Per la maggior parte delle applicazioni, sì. I prodotti LED standard stanno ora sostituendo in modo affidabile gli equivalenti a incandescenza fino a 100 watt e sono disponibili prodotti speciali per sostituire wattaggi ancora più elevati.
8. Qual è la qualità della luce LED?
If you buy quality product, the light quality is excellent. Color Rendering Index (CRI) is generally used to measure light quality on a scale from 1-100. Most LEDs have a CRI rating of at least 80, and many are rated 90 and above.
9. How green are LEDs?
LEDs are very green. For starters, they use much less electricity than many other lighting products. This means that less electricity has to be produced to operate them, and resulting in lower emissions from power plants, especially in areas where coal-fired plants are common. Unlike CFLs, they contain no mercury. Because of their long life, they also reduce solid waste: If you replace an incandescent bulb with an LED, you will prevent fifty 1,000 hour incandescent bulbs from being thrown away. Additionally, they produce very little heat and can reduce energy usage related to HVAC. The U.S. Department of Energy has estimated that increased adoption of LEDs over the next 15 years would also reduce electricity demands from lighting by 62 percent, prevent 258 million metric tons of carbon emissions, and eliminate the need for 133 new power plants.

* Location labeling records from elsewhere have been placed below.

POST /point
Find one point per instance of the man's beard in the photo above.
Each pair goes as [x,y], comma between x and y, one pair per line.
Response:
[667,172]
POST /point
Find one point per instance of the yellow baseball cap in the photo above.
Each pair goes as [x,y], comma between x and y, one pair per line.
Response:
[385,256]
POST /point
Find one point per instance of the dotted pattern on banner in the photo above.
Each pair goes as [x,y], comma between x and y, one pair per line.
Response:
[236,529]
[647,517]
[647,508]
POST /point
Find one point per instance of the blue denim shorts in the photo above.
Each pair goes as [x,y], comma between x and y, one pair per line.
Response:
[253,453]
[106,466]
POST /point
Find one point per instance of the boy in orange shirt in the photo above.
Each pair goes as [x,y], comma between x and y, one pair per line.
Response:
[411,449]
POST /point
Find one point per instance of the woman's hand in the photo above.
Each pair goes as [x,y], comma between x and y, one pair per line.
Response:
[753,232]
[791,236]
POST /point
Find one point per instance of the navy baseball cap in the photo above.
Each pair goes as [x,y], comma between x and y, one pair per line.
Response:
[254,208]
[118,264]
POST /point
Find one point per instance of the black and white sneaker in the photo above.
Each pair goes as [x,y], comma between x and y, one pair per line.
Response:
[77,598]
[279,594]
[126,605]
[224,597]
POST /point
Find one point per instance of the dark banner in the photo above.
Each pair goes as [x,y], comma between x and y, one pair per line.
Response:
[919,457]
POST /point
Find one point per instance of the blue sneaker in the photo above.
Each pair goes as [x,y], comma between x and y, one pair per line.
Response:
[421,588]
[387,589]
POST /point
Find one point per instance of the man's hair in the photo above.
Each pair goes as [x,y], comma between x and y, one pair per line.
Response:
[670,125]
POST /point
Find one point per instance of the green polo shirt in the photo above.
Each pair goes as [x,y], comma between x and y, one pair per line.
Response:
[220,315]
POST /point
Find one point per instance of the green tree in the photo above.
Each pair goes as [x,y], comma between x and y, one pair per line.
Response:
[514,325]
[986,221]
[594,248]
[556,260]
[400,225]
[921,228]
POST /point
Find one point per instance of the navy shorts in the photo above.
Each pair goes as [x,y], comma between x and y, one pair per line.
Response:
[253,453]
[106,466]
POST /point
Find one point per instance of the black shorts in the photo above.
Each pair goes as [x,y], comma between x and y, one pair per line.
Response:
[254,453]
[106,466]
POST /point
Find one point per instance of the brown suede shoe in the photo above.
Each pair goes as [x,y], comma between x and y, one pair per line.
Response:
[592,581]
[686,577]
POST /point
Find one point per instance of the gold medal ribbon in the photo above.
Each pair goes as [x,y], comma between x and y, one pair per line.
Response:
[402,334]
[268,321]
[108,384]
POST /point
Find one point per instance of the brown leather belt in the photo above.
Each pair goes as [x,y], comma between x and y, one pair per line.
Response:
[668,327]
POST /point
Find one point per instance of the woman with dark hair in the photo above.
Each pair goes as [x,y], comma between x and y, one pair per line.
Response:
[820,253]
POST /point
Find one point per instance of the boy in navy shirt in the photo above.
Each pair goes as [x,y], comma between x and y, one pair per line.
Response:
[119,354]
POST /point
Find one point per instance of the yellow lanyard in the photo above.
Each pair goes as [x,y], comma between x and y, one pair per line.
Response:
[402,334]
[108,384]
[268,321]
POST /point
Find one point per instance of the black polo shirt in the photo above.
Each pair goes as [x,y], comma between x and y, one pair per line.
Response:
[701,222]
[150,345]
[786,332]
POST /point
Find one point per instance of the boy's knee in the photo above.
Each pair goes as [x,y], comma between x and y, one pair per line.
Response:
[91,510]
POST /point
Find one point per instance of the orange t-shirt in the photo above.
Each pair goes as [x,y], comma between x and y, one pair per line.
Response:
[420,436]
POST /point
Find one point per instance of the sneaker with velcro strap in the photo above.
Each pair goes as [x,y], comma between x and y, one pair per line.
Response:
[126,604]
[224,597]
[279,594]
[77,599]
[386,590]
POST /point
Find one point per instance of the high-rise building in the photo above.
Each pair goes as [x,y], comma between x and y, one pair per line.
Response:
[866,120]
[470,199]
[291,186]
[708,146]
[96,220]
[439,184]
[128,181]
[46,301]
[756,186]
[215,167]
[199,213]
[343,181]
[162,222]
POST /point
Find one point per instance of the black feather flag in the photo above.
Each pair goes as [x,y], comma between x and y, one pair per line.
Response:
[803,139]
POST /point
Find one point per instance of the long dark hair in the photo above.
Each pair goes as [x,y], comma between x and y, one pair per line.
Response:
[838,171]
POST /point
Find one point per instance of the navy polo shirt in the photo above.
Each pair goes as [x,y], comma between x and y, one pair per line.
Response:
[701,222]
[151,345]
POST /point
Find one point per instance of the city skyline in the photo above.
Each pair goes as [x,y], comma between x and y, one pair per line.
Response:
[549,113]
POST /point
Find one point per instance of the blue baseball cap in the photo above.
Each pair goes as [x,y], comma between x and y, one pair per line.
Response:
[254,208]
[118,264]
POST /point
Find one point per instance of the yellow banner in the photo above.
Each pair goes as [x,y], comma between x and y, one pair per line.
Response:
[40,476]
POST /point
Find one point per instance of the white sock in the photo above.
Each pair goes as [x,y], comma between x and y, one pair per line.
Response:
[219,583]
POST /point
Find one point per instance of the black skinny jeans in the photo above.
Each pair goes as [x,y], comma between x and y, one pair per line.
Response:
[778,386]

10. Can LEDs be used with dimmers?
Usually, yes. Many LEDs are specifically listed as being dimmable. Some dimming systems work with LEDs better than others, so it’s best to test one or two before completely re-lamping a space.
11. Should LEDs be used in enclosed fixtures?
Not if they are completely enclosed. In order for an LED to function correctly, they must be in a non-enclosed fixture.